Henrik Haraldsson and Mattias Ohlsson
A Fuzzy Matching Approach to Multiple Structure Alignment of Proteins


Abstract
Motivation: Comparing protein structures is important for understanding the relationships between sequence, structure and function. With the increasing number of experimentally determined protein structures, an automated algorithm that can perform structure alignment of many proteins is therefore highly advantageous.
Results: We present a novel approach for multiple structure alignment of proteins based on fuzzy pairwise alignments of each protein to a virtual consensus chain.

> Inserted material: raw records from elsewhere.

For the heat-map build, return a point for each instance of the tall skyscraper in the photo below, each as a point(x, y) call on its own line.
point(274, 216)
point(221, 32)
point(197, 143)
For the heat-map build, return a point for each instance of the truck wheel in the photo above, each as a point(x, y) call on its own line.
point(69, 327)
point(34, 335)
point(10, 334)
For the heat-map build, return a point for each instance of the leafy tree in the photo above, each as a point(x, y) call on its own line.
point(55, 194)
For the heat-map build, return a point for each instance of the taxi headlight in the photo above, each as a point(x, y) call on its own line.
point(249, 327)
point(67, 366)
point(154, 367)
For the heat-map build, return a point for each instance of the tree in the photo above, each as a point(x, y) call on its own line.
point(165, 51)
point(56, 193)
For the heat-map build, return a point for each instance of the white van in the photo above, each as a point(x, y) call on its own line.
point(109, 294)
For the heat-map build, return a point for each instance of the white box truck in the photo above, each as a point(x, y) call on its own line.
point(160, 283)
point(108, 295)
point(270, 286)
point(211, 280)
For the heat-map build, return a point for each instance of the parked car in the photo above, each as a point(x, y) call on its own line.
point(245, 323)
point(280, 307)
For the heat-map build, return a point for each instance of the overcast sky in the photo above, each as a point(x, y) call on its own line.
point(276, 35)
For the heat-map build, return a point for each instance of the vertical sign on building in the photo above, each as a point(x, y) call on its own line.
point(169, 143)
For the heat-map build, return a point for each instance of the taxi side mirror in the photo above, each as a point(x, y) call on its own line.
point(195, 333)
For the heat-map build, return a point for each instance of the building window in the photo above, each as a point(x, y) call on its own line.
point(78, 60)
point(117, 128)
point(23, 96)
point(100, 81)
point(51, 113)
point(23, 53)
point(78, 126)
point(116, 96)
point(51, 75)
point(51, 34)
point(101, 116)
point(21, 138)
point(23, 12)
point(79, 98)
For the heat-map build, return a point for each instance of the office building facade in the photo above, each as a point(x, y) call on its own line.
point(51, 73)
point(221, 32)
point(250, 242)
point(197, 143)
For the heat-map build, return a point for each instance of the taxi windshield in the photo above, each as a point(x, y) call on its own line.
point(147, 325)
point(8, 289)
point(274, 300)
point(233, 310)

These alignments are alternated with translations and rotations of the proteins onto the consensus structure, and with updating each consensus atom by moving it to the middle of the protein atoms aligned to it. The pairwise alignments use mean-field annealing optimization of fuzzy alignment variables, based on a cost expressed in terms of distances between aligned atoms and of gaps. No initialization in terms of all-to-all protein alignments is needed, and the only information required is the 3-D coordinates of the $C_\alpha$ atoms. The CPU consumption is modest, and scales approximately linearly with the number of proteins to align. Our approach is tested against a set of protein families from the \textsc{Homstrad} database, and against a multiple structure alignment algorithm based on Monte Carlo techniques, with good results.